Balkinization  

Wednesday, December 27, 2023

The Sordid Backstory of Griffin's Case

Gerard N. Magliocca

One issue in the upcoming appeal of the Colorado decision on Section Three is whether the Supreme Court should follow Chief Justice Chase's circuit opinion in Griffin's Case. I offered an internal and external critique of Griffin's Case in my law review article. Baude and Paulsen provide a more detailed takedown in their paper. Here I want to reveal another troubling dimension of the case, which involves facts that were not described by the Chief Justice. What occurred, though, was widely discussed in the newspapers at the time, as well as in subsequent books on Reconstruction in Virginia.

Ceasar Griffin was a Black man who refused to step aside for a white woman who was walking down the street. The woman's son, outraged by this "insult," got a switch and went after Griffin to beat him. But Griffin was armed with a pistol and shot his attacker (though not fatally).

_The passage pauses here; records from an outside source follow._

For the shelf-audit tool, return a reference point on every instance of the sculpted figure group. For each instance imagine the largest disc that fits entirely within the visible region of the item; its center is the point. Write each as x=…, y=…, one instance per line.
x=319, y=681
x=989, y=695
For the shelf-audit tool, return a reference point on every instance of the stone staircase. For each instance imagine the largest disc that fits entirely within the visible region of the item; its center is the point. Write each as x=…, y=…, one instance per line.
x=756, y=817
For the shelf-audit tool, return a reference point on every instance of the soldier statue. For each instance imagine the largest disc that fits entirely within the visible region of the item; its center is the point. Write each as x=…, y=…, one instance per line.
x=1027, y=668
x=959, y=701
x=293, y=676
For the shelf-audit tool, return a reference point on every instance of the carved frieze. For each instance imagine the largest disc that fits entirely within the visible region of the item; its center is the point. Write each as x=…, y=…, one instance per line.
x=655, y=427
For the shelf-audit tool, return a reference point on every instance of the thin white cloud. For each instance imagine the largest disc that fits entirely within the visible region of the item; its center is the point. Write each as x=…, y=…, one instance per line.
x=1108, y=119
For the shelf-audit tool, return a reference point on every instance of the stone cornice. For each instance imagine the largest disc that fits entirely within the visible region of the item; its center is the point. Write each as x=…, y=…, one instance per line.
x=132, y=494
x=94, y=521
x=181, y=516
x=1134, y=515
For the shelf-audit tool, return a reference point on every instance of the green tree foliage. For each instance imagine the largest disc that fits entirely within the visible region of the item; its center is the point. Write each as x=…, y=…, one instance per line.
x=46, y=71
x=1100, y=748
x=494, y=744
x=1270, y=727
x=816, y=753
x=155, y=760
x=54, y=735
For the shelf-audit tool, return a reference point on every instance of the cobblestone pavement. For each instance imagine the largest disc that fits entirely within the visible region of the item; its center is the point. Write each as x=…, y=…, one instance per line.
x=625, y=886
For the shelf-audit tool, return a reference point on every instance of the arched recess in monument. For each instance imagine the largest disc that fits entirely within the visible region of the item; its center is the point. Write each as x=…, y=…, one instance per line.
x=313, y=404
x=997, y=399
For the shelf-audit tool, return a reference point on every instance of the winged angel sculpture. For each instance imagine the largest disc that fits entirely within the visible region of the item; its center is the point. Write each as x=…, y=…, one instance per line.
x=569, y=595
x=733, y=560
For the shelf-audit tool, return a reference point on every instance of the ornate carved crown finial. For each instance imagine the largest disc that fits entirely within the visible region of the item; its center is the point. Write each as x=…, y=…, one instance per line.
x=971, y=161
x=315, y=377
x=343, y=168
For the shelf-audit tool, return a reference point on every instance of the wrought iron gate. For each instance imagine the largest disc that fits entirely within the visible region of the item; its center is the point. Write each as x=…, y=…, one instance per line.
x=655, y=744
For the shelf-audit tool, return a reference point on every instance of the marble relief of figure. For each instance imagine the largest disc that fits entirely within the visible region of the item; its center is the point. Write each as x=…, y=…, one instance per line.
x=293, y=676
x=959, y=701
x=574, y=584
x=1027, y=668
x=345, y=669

A crowd then tried to lynch Griffin, but he was saved in the nick of time, put on trial, and convicted. (His assailant was not charged.) Many saw this case as an injustice, which helps explain why Griffin was pardoned right after the Chief Justice issued his decision denying habeas corpus relief.

It would be a shame if a case with this fact pattern was embraced by the Supreme Court as foundational for interpreting Section Three of the Fourteenth Amendment narrowly.